En la tabla 4 se resumen los valores comentados anteriormente de los diferentes grupos de estudio, en relación con la Hb y las alteraciones  observadas en la extensión de sangre periférica teñida, unido a los resultados de los valores medios del conteo de reticulocitos, CHbCM y el hierro  sérico, tanto en el grupo control como en el grupo estudio.

Tabla IV. Valores de importancia diagnóstica de los diferentes parámetros

Cifras de Hb superiores a 110 g/L coinciden con hipocromía y microcitosis inferiores a 4,4 %. Cifras de Hb inferiores a 110 g/L coinciden con hipocromía y microcitosis superiores a 4,4 %. Algunos autores refieren que cuando el diagnóstico de anemia ferropénica se basa solo en la extensión de sangre teñida, este suele fracasar en el 10 al 20 % de los casos, (2, 3) por lo cual se considera actualmente esta sencilla prueba de gran valor en el diagnóstico de las anemias. (1, 15)

Es de vital importancia que los frotis de sangre sean de la más alta calidad, ya que de lo contrario se obtendrá poca información o, lo que es más importante, los artificios suelen suministrar información falsa y en consecuencia conducir a un diagnóstico equívoco. La coloración debe ser también de calidad y el observador estar preparado para esta función.

Los síntomas y signos más frecuentes, encontrados en las diferentes edades, se muestran en la tabla 5. Los datos positivos al interrogatorio son  confiables, porque los pacientes fueron identificados con esas afecciones.

Tabla V. Síntomas y signos más frecuentes

Se observa que la palidez cutáneo-mucosa estuvo presente en un 87,9 %  de los niños; le siguió la anorexia, en un 78,8 %; la astenia, en un 72,7 % y la somnolencia, en un 45,4 %. Estos resultados coinciden con lo  expuesto en los textos revisados. (2, 5) Sin embargo, no se encontró tan frecuente la pica ni la esplenomegalia, como son descritas en la mayoría  de la literatura, donde se plantea que una tercera parte de los niños presentan esta última.

Conclusiones

En pacientes sin anemia se puede encontrar un bajo porciento de alteraciones del tamaño y color del hematíe. Existió una relación directa entre las  cifras de Hb de ambos grupos y los resultados del estudio de la lámina de periferia, donde el conteo de reticulocitos, la determinación de la CHbCM  y de hierro sérico en el grupo control aportaron cifras dentro de los límites normales establecidos, los cuales se correspondieron con los resultados  del estudio de lámina periférica, demostrando la ausencia del déficit de hierro.
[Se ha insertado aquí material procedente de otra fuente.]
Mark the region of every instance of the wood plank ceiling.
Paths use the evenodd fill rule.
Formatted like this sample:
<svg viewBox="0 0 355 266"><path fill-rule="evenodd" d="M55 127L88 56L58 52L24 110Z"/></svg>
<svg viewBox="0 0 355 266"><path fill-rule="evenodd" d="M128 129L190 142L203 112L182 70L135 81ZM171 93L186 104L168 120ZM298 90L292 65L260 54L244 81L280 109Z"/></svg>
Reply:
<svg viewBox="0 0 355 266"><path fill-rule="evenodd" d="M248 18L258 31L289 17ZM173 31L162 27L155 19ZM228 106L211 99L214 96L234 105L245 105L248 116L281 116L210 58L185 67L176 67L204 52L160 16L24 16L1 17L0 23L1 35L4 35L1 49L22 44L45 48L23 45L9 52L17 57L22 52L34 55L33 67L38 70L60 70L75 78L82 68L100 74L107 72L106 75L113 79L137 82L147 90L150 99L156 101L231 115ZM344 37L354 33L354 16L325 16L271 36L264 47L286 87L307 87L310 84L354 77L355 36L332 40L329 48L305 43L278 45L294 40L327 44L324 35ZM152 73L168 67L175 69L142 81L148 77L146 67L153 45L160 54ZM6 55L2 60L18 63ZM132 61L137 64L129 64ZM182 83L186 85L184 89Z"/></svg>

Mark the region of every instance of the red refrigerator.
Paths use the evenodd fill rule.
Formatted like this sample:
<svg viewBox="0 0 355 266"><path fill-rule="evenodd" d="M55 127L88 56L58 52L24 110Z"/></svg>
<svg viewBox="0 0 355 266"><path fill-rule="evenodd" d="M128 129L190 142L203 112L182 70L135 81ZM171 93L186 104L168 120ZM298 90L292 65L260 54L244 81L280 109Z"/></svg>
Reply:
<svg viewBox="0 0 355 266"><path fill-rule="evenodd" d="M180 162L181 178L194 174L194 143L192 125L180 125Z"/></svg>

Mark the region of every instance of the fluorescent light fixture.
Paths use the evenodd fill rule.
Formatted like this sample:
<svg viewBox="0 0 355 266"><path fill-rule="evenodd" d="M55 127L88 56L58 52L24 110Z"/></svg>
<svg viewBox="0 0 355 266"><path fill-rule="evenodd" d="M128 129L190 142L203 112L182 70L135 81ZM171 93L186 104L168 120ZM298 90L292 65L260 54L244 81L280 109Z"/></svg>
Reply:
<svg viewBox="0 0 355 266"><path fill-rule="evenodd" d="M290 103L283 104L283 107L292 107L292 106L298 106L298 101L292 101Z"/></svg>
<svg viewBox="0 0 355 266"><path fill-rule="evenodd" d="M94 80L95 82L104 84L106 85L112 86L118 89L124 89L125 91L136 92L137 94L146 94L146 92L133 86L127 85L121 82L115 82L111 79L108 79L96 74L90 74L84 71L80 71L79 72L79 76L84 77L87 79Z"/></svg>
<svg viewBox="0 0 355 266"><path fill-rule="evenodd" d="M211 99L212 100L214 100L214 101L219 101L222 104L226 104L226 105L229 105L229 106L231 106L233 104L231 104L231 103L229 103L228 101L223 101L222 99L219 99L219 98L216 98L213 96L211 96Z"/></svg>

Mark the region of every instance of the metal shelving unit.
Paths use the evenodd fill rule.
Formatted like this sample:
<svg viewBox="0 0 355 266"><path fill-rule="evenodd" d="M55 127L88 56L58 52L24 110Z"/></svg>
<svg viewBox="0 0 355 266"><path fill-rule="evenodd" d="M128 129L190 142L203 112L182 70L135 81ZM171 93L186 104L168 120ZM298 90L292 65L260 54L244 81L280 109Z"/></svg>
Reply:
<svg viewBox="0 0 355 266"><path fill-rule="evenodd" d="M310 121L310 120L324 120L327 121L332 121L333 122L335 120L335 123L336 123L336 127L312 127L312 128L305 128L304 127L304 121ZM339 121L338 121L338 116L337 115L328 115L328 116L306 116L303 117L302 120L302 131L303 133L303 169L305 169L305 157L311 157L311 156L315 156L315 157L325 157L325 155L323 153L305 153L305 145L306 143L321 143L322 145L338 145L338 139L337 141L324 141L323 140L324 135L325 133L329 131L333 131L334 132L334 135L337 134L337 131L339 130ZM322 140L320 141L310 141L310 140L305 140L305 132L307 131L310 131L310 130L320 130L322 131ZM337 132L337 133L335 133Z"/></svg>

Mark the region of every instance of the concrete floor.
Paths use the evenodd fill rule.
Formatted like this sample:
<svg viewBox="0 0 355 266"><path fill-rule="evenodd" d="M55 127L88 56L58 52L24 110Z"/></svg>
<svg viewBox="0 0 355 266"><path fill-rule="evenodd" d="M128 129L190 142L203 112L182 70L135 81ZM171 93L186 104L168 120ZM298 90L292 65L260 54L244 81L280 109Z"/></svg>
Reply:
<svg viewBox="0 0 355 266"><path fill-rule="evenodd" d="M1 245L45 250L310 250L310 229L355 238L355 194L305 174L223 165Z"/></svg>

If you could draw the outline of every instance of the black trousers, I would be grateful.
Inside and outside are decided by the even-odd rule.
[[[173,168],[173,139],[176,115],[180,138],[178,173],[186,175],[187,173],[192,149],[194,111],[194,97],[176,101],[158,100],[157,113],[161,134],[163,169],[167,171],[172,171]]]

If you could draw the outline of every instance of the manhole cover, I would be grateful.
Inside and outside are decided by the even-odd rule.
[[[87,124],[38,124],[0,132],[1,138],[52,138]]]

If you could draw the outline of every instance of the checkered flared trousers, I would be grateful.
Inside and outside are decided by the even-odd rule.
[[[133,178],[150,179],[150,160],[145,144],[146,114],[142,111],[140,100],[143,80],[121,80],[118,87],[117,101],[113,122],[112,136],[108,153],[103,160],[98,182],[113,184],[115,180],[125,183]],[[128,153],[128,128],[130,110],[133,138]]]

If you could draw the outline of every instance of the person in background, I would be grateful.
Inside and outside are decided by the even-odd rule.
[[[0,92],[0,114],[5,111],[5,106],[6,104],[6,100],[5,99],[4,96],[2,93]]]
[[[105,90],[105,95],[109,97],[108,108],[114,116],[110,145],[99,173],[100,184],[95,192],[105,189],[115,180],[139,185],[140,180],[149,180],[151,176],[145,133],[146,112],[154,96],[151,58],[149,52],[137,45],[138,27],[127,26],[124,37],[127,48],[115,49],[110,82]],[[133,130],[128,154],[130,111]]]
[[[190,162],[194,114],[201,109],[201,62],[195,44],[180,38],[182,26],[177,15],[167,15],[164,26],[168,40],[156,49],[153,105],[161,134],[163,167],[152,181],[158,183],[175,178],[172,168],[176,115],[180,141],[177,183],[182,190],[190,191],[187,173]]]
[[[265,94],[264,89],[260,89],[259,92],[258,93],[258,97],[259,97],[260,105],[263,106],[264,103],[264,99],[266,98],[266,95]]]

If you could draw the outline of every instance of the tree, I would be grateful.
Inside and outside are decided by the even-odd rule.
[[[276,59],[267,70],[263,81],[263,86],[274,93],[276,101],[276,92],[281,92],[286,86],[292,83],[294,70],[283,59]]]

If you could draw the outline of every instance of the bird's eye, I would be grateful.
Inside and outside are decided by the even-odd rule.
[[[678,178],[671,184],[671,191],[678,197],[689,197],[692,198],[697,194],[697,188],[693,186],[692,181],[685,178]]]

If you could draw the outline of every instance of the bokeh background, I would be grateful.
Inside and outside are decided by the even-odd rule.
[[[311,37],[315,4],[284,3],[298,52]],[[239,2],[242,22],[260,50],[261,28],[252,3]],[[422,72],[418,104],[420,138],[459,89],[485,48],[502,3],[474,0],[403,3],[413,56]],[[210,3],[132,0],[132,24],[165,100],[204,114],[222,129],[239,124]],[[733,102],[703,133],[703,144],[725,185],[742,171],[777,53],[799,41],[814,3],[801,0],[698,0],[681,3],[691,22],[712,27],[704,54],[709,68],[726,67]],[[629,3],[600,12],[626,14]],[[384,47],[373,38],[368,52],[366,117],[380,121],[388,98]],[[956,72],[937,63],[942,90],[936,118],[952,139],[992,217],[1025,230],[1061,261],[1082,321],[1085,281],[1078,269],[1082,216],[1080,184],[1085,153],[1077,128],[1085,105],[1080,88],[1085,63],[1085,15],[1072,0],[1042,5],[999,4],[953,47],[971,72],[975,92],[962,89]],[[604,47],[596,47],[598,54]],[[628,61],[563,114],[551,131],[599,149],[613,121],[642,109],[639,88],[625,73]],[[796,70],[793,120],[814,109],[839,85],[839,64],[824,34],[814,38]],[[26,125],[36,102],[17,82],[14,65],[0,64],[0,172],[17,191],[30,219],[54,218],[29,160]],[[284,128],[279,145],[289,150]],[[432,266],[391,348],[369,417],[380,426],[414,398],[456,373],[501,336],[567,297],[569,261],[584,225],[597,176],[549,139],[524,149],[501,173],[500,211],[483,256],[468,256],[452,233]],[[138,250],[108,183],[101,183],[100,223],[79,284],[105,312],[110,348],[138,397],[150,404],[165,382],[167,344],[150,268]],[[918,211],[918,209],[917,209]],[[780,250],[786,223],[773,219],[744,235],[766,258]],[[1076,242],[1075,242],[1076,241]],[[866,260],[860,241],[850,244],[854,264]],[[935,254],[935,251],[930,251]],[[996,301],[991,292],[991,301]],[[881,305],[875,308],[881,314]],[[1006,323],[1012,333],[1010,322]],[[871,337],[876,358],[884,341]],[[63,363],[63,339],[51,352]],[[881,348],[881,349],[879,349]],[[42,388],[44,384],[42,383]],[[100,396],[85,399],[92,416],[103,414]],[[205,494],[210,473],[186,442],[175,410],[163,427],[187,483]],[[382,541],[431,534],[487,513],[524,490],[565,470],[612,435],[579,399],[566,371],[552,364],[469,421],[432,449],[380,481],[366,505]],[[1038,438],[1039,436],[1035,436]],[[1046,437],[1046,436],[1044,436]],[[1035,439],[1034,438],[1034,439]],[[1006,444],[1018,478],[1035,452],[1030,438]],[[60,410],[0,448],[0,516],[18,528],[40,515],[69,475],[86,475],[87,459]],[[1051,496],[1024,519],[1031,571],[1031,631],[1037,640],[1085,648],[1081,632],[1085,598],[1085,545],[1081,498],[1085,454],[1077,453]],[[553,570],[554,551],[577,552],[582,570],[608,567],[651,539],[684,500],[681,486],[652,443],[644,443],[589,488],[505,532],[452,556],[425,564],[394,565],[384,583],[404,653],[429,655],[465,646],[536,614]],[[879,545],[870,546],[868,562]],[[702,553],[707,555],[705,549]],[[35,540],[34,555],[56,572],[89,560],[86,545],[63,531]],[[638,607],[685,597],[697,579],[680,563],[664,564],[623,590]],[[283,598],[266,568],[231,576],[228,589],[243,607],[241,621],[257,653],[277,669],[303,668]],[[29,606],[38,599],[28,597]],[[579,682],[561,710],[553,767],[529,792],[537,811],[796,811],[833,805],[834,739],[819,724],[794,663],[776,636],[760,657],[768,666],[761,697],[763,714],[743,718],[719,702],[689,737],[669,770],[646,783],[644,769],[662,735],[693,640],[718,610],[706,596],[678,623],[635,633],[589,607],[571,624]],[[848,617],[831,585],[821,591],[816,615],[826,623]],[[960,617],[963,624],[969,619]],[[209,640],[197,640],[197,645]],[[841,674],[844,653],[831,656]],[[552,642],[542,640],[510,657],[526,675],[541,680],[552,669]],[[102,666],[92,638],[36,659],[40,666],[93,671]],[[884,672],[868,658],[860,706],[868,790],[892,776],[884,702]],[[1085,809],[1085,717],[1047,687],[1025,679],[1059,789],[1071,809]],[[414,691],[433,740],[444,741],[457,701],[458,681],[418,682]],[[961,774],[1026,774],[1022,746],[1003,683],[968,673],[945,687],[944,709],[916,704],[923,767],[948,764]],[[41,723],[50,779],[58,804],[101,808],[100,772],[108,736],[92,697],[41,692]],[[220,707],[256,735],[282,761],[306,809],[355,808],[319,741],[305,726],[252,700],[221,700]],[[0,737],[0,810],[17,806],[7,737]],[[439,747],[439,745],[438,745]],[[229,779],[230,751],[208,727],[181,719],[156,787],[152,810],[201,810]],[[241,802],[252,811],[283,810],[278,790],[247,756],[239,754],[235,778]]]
El grupo estudio mostró valores inferiores a los niveles normales establecidos, relacionándose con los encontrados en la lámina de periferia,  manifestando la existencia de un déficit de hierro. La palidez cutáneo- mucosa, la anorexia y la astenia fueron los síntomas y signos más frecuentes encontrados. El estudio exhaustivo de la lámina de sangre periférica, en pacientes que por su interrogatorio y examen físico hagan sospechar una  anemia ferropénica, es un elemento útil en el diagnóstico que puede ser aplicado a cualquier nivel de nuestro sistema de salud.